= Maurice Lindley =

English footballer, coach, and manager

William Maurice Lindley (5 December 1915 – 31 July 1994) was an English football player, coach and manager.

==Playing career==
Lindley began his career with his hometown club Keighley Town before joining Merseyside outfit Everton before going into coaching and management with Swindon Town and Crewe Alexandra.

Though he didn't make a League breakthrough until 1947/48, Lindley had joined Everton from his home-town club Keighley in February 1936. He did make wartime appearances at Goodison, however, as well as guest outings for Bradford City, Leeds, Walsall, Bournemouth and Leicester City (at left-half in January 1945).

Lindley played for Everton as a wing half, making 51 Football League appearances between 1947 and 1951.

==Coaching career==
He joined Swindon Town as a coach in 1951, stepping up to the manager's seat two years later, when Louis Page was sacked. His time in charge was not a happy one - with the club in financial difficulty, houses were sold to raise cash for players, but Lindley was given just £3,000 to spend. He spent most of this on one player - Matt Gemmell, costing £2,250 from Portsmouth, and he made just eight league appearances for the club.

Swindon finished in their lowest league position in Lindley's first season - 20th - and when the 1954–55 season looked to be going the same way, he was given three months' notice in January 1955. By the time Lindley left the club in April, the Town were well on the way to beating the record set the previous year - with a terrible away record which saw just one win and fifteen defeats, they finished in a lowly 21st position.
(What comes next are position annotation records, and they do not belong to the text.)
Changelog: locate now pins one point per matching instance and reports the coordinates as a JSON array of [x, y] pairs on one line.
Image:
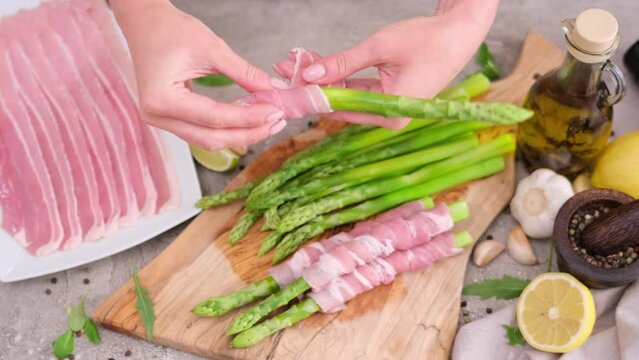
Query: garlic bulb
[[537, 201]]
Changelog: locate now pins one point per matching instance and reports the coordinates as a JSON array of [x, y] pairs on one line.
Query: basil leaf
[[77, 317], [91, 331], [63, 345], [514, 336], [486, 62], [144, 306], [505, 288], [214, 80]]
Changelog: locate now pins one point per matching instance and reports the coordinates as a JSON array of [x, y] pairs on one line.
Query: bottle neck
[[579, 78]]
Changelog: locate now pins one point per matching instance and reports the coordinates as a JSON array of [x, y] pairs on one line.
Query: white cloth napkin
[[615, 336]]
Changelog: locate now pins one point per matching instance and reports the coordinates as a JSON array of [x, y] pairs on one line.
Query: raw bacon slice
[[292, 269], [48, 135], [333, 297], [160, 174], [401, 211], [118, 139], [69, 120], [293, 67], [11, 196], [295, 102], [384, 239], [92, 120], [34, 186]]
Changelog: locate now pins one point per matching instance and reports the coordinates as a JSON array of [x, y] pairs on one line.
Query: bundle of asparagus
[[379, 271], [373, 169]]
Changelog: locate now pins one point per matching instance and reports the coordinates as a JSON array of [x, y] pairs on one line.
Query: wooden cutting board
[[415, 317]]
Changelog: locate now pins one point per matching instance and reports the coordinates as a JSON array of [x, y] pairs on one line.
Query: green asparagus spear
[[371, 207], [498, 146], [470, 87], [301, 311], [344, 99], [420, 139], [376, 170], [329, 141], [220, 305], [272, 217], [354, 143], [249, 318], [295, 313], [222, 198], [269, 242], [243, 225], [458, 212]]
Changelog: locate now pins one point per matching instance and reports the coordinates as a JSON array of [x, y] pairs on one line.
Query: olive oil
[[573, 106], [571, 124]]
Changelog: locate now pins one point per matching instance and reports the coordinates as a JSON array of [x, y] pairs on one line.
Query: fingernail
[[278, 127], [277, 69], [278, 115], [314, 72], [279, 84]]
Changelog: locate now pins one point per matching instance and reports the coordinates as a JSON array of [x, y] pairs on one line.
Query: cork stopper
[[593, 36]]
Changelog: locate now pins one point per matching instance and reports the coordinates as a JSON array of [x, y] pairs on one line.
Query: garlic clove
[[486, 251], [581, 183], [519, 247]]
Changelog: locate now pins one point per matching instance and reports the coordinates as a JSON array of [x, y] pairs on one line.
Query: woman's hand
[[415, 57], [170, 48]]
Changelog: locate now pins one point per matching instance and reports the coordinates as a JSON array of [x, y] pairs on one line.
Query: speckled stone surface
[[262, 31]]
A month later, Lindley was appointed as the manager of Crewe Alexandra. His spell at the Railwaymen proved to be even less successful than his time at Swindon, as they finished bottom of the Third Division North three times in three successively worse seasons. Lindley was sacked after the third bottom-place finish, which meant that the club would be competing in the new Fourth Division the following year.

Later Lindley teamed up with Don Revie at Leeds United and became his valued assistant manager and chief scout. Lindley stayed at the club for over twenty years and became caretaker manager on four separate occasions (1974, twice in 1978 and 1980). He retired in May 1981.